We carefully picked our way through without any major problems and at this point were fortunate enough to witness some kind of mid afternoon religious ceremony (possibly a wedding) which appeared to have about half the town in attendance. As I recall, I was told that it's common courtesy/custom to invite just about everyone to a gathering of this nature, which explains the amount of people there. Apparently people take their religion fairly seriously in these parts and it was quite surprising how often you'd see people who were fairly well dressed walking along the side of the road in the middle of nowhere. Most folks in the Eastern Cape (and indeed in the majority of the country) don't have their own vehicles and consequently the minibuses used as the typical mode of transport are a constant hazard since they're continuously stopping to pick up passengers.
Apparently, this wasn't the first day of rain in these parts
In this part of the country, we also had to be constantly vigilant as the wandering livestock (mainly cows, goats, and a few pigs) was a permanent hazard and even more numerous than we'd previously encountered. Apparently, a local man's wealth is gauged by how many head of cattle he owns (in which case I'd have thought they'd have been better looked after). Our native riding companions had warned Gary and I (without a hint of apparent irony) that human life is much cheaper than a cow's in these parts; so given the choice of hitting a cow or a pedestrian wandering along the road, well........... They'd also assured us that far from wandering wherever they please, most cows were usually being monitored by a young herdsman. If those guys do exist though, they must keep a fairly low profile, since I can't say I ever noticed one.

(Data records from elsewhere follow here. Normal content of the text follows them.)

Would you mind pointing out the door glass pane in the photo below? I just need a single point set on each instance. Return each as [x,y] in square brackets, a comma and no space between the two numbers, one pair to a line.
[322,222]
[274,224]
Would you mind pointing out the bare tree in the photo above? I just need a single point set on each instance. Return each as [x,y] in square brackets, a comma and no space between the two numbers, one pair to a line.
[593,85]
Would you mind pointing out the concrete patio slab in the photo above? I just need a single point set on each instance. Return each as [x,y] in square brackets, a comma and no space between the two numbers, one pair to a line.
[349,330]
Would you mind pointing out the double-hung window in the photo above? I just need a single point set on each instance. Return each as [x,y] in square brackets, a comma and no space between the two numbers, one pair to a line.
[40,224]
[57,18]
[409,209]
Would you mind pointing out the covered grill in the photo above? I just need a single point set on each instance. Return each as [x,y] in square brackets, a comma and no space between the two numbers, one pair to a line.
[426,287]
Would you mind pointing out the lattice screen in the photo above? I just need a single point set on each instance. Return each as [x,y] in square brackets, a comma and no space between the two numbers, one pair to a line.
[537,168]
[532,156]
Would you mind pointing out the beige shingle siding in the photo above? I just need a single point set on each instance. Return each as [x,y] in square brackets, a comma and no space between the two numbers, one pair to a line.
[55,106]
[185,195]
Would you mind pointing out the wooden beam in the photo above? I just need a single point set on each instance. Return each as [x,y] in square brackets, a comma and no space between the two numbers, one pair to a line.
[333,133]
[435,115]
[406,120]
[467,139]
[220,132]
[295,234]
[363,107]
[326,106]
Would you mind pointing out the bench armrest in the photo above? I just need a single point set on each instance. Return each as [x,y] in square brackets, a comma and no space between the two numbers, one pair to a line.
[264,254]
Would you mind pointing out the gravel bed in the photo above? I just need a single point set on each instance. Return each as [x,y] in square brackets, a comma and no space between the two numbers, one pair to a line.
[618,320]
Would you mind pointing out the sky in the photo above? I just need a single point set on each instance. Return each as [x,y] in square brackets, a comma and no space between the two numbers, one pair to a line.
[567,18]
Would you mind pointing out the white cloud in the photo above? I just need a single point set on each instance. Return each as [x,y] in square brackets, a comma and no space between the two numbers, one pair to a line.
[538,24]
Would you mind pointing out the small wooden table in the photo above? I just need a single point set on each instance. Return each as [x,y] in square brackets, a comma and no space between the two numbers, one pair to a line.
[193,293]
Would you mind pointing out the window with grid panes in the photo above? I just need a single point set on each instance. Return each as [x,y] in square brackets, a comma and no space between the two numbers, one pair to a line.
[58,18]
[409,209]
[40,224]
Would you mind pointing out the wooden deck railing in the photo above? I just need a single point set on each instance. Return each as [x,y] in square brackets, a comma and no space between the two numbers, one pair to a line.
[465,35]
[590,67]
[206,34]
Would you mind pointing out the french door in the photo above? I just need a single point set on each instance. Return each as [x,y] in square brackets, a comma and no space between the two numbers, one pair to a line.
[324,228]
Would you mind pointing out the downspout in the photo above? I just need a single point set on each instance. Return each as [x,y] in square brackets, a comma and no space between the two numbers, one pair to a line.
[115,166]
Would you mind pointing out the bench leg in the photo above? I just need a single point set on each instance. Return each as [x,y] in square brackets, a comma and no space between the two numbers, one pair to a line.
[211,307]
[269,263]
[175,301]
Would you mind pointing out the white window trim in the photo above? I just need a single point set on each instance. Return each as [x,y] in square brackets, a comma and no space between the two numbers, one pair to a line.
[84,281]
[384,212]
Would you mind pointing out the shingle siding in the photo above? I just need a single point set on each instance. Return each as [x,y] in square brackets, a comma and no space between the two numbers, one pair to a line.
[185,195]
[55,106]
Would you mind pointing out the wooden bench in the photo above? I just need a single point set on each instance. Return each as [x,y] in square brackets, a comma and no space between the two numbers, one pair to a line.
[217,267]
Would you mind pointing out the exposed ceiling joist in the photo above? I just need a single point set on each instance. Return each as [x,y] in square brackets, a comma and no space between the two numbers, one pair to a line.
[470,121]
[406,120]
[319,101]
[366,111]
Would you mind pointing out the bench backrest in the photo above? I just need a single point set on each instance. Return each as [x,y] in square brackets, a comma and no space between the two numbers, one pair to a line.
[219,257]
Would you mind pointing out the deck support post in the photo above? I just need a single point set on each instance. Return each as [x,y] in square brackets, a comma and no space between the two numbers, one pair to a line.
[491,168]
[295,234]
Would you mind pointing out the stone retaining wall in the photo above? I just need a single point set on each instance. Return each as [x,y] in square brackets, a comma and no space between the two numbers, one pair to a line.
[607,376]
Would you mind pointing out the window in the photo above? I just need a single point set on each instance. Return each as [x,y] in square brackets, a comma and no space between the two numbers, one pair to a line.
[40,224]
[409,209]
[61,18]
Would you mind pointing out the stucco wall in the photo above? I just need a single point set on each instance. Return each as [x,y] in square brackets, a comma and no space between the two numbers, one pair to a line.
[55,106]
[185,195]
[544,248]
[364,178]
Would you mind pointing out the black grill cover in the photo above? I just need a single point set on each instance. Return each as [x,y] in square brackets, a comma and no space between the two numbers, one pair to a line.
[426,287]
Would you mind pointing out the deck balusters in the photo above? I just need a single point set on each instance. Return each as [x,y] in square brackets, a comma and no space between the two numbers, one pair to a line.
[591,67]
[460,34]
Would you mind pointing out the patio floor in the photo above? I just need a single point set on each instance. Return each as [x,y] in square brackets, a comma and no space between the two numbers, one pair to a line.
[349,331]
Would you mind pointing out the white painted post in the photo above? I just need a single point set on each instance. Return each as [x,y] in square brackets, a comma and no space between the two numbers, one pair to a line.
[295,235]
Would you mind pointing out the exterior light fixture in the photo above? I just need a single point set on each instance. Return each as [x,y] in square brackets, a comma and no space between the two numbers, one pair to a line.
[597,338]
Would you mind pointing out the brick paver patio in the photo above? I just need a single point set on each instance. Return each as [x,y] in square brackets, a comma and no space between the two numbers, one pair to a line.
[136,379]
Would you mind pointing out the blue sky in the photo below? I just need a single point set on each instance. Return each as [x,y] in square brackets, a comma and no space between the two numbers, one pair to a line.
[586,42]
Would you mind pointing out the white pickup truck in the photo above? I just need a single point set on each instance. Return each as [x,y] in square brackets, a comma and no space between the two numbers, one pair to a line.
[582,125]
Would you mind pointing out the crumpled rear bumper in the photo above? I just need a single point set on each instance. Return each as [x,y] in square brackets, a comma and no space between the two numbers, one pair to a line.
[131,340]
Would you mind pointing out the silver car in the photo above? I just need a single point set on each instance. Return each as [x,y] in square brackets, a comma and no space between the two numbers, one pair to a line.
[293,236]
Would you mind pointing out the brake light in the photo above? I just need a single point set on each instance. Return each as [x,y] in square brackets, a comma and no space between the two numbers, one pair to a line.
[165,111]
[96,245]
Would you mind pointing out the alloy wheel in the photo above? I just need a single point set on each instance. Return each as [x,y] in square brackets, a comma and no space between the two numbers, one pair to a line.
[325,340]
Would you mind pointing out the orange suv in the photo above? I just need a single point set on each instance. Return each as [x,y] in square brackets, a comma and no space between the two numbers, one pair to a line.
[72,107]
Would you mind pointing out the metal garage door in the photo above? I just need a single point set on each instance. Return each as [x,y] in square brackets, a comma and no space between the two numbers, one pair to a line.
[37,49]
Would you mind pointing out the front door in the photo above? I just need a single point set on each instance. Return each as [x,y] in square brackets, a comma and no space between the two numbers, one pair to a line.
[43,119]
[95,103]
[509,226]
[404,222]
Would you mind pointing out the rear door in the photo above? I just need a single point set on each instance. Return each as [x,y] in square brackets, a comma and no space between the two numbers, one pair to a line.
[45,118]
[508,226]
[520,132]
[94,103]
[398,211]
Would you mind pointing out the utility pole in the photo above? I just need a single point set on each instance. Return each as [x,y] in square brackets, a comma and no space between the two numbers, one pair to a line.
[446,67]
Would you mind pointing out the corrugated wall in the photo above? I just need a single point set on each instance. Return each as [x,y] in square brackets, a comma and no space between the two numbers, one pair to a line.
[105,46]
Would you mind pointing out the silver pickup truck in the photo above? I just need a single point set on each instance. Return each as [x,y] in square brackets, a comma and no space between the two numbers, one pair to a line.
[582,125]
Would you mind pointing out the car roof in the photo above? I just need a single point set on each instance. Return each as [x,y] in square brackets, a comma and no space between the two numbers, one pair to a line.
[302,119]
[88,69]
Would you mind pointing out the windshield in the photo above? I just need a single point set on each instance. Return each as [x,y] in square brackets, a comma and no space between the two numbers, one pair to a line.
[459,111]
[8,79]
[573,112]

Some of the housing looked a little more traditional
The final stretch of the day's trip was along a generally uneventful stretch of the N2, although a couple of the bikes were running on fumes by the time we reached Kokstad and that kept things interesting. We were pretty tired by the time we rolled into town, since although total mileage for the day wasn't huge (about 700kms), the bulk of it had been covered in some pretty nasty weather.
In reality it was a relief to see a place that had some semblance of civilization about it, because in reality I can't remember seeing anywhere that would have possibly had any lodging facilities since we'd left Port Elizabeth that morning. So kudos to our General for attention to detail on the route, but I guess in retrospect it would've added to the adventure somewhat if we'd have ended up pitching our tents somewhere in the rain soaked Eastern Cape.
These were the only two dry corners during the whole day's riding - I can't remember where we saw 'em though, so I put them here
As it happened, though we pulled into the first gas station we saw on the outskirts of Kokstad, that by some streak of good fortune (or maybe perhaps more careful planning on the part of our addicted leader) had an adjacent Wimpy in the parking lot. Obligatory Mega Coffees having been collectively consumed, the manager recommended a friend's B&B on the other side of town where we ended up spending the night and ordering a truck load of Scooters take out pizza for dinner.
Except Narissa and Koshik, who had previously arranged to spend the night with relatives in Pietermaritzburg which would require well over 100kms extra riding. Kudos, but they were welcome to it.